Fiquei sozinha em oração por uns minutos, não sei quantos, e logo uma luz me

fez abrir os olhos. Constatei que diante de mim havia desaparecido a parede que

separava a sala em que se realizava a Confissão do lugar em que eu me encontrava.

Pude ver então a jovem que estava sentada, confessando-se, porém não diante

do sacerdote mas diante do próprio Jesus. Eu não via o sacerdote, era Jesus que

havia tomado seu lugar. Via o Senhor de perfil, com as mãos entrelaçadas como

em oração, enquanto apoiava sobre elas o queixo; mas Sua atitude era de escuta

atenta.

Atrás da moça e perto da porta da sala estava o grupo de pessoas entre as

quais se reconhecia uma monja, vestida de azul e com véu negro. Perto dela, sobressaía

um Anjo com as asas muito grandes, uma figura majestosa, com uma

grande lança na mão direita, olhado à esquerda e à direita, em atitude de alerta.

Pensei que poderia ser São Miguel Arcanjo, ou algum capitão de sua Milícia Celeste.

Ao fundo, à direita de Jesus e da jovem que se confessava, reconheci a Virgem

Maria, de pé, vestida como Nossa Senhora do Perpétuo Socorro, com um traje que

parecia de seda, cor de pérola, e um manto de cor “tostada”, ou de caramelo, com

os emblemas que essa imagem usualmente tem.

Dois anjos muito altos, de pé, sustinham suas lanças em uma das mãos, observando

de maneira atenta, assim como o Anjo da porta. Estavam vigilantes e alertas,

como se custodiando a Virgem, que permanecida de pé com as mãos em oração,

olhando para o céu, enquanto eles pareciam vigiar todo o recinto.

Havia muitos anjos pequenos que iam e vinham, como se fossem transparentes.

Em dado momento, Jesus levantou a mão direita, dirigindo a palma a certa distância

da cabeça da jovem. Toda Sua mão estava cheia de luz, dela saíam raios

dourados que a cobriam inteiramente com todo esplendor, transformando-a. Eu

via como o rosto da penitente ia mudando, como se lhe tirassem uma máscara...

Vi como esse rosto duro de antes se transformava em outro mais nobre, doce e

pacífico.

No momento em que o Senhor lhe dava a absolvição, Nossa Senhora fez uma

genuflexão e inclinou a cabeça e todos os seres que estavam ao seu redor fizeram

o mesmo. Jesus se pôs de pé, aproximou-se da penitente e então pude ver o sacerdote

sentado onde antes estava Jesus.

O Senhor abraçou a jovem e a beijou no rosto. Depois voltou-se, abraçou o sacerdote

e também o beijou no rosto. Nesse instante, tudo se encheu de intensa luz

que desapareceu como se ascendendo em direção ao teto ao mesmo tempo que

desaparecia toda a visão e me encontrava de novo olhando para a parede.

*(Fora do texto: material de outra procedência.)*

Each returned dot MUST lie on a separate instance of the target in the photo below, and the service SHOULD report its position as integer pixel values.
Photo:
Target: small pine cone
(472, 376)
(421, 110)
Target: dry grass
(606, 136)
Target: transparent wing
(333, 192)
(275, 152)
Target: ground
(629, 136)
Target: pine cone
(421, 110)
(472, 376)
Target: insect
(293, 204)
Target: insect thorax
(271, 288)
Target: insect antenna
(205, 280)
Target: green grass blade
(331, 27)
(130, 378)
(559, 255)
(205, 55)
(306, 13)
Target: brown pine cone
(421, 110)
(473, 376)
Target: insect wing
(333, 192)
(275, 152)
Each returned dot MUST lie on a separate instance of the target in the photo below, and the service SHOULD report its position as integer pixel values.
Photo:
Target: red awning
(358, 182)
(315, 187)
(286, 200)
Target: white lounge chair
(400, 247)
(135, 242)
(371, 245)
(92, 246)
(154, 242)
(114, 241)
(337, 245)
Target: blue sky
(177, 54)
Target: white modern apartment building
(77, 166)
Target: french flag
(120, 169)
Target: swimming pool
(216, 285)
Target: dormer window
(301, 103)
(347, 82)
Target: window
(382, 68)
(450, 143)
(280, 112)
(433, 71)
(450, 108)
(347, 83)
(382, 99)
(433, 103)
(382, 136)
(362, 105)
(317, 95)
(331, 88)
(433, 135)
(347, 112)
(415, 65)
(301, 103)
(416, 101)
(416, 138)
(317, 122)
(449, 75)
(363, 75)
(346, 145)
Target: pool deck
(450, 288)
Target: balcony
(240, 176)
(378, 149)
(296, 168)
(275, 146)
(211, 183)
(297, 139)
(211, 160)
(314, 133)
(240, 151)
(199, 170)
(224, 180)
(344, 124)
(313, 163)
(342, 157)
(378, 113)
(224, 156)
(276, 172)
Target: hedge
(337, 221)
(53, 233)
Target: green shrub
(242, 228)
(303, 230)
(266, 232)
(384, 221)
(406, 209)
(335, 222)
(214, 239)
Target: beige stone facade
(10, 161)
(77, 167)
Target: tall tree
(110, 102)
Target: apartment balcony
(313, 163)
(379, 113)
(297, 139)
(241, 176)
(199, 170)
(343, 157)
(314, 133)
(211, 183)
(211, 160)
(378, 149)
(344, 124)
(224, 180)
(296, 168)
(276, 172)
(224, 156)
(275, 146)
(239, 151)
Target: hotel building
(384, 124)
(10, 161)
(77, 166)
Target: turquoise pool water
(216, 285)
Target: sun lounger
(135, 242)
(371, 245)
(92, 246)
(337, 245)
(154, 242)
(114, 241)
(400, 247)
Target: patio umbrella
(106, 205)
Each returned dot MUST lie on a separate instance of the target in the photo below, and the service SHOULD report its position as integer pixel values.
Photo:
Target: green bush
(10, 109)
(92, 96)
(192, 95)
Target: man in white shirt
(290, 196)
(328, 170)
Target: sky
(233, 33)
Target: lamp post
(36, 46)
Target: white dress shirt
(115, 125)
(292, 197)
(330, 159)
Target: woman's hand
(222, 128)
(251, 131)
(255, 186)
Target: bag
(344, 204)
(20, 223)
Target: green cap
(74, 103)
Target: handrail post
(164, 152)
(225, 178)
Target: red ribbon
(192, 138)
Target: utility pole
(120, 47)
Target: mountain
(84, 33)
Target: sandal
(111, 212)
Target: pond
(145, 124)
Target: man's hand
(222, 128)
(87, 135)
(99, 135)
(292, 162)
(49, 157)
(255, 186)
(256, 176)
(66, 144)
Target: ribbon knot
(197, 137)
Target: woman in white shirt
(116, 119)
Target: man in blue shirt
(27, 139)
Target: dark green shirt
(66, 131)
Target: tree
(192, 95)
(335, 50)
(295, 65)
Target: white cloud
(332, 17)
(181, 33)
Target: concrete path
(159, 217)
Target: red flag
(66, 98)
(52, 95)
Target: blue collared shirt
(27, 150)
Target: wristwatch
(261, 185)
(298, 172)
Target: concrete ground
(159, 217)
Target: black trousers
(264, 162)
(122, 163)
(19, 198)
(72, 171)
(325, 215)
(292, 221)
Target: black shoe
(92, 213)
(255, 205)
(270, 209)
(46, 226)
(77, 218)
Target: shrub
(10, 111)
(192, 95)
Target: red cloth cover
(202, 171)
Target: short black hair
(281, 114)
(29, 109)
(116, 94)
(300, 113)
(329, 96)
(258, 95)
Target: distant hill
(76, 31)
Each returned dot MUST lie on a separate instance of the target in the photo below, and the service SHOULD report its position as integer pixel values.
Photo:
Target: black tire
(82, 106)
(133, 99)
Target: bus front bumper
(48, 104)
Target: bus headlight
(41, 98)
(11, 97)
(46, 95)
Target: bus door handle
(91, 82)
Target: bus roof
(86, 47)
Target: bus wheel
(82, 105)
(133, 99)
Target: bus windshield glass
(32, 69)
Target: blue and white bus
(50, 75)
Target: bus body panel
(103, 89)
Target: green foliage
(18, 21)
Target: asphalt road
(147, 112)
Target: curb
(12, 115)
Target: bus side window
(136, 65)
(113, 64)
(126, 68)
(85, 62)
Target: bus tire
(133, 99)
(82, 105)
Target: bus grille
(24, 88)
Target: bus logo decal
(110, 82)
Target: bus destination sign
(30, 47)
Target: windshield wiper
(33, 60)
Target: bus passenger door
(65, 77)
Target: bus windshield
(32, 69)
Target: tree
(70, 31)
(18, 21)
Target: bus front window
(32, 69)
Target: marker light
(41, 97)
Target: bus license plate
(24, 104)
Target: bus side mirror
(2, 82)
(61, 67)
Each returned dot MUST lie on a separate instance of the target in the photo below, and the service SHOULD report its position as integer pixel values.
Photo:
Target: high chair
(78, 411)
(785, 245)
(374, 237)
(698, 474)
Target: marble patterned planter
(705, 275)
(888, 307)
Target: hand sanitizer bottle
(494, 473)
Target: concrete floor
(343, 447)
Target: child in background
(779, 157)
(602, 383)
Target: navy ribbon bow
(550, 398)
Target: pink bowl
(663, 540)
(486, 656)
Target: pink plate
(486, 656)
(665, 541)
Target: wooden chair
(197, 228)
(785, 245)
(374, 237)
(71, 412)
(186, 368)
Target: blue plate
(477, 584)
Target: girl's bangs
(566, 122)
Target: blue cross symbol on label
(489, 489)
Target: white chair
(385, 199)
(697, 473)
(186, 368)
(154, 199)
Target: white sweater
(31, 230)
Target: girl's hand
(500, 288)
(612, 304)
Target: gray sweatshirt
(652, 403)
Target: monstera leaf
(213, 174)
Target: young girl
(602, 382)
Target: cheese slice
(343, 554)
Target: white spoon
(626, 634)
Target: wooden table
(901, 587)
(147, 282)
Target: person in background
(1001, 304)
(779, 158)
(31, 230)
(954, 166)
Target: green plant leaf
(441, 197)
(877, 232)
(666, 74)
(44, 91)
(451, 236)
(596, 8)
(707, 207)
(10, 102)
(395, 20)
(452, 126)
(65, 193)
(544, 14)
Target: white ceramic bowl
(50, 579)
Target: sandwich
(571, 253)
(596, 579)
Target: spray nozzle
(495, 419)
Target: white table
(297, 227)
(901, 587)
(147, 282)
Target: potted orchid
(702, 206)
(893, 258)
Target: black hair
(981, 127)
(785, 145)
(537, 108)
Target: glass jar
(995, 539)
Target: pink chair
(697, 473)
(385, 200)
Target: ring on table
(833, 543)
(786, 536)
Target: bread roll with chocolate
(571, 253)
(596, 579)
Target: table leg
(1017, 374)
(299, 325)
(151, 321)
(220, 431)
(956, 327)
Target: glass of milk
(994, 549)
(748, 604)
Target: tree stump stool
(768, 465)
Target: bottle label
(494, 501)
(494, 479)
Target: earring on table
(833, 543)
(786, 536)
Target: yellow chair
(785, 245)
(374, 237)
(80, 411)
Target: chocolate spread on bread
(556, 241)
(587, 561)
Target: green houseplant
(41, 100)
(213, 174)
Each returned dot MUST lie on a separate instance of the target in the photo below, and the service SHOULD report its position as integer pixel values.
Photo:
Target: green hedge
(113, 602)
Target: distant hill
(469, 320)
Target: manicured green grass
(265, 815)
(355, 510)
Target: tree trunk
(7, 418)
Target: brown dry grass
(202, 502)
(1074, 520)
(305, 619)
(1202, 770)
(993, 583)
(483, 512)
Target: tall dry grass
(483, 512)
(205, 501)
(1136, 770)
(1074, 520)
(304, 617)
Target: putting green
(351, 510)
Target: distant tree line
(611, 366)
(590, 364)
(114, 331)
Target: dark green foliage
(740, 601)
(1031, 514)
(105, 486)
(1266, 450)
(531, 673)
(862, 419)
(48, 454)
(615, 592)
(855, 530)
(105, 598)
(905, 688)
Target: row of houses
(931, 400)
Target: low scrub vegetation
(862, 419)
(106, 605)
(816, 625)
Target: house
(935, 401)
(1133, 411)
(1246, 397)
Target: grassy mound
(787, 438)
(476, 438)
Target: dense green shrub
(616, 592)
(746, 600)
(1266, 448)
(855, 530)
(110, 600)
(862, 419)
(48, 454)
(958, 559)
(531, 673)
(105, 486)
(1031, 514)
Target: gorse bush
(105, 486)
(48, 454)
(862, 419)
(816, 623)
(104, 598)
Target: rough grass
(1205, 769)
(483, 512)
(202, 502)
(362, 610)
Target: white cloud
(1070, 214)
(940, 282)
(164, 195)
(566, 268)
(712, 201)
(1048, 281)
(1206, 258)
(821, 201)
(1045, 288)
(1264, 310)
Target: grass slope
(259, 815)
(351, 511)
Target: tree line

Depois de me haver concedido esta inusitada experiência mística, o Senhor me

falou, dizendo:

- Se soubésseis como se transforma uma alma que fez uma boa confissão, todos

os que estivessem próximos a ela a receberiam de joelhos, porque em virtude da

graça santificante, está cheia do Espírito Santo.

Quando a jovem saiu da confissão, senti um verdadeiro desejo de me ajoelhar

diante dela, mas a abracei com todo o meu amor, pois sabia que estava abraçando

a pessoa que o Senhor havia abraçado antes. Ela parecia diferente, muito mais

jovem e muito feliz. Relatei tudo ao meu diretor espiritual e permanecemos ambos

em oração, dando graças a Deus.

À noite o Senhor me pediu que me preparasse para escrever o que havia visto,

em uma publicação dedicada ao Sacramento da Misericórdia: a

Reconciliação que é o presente texto.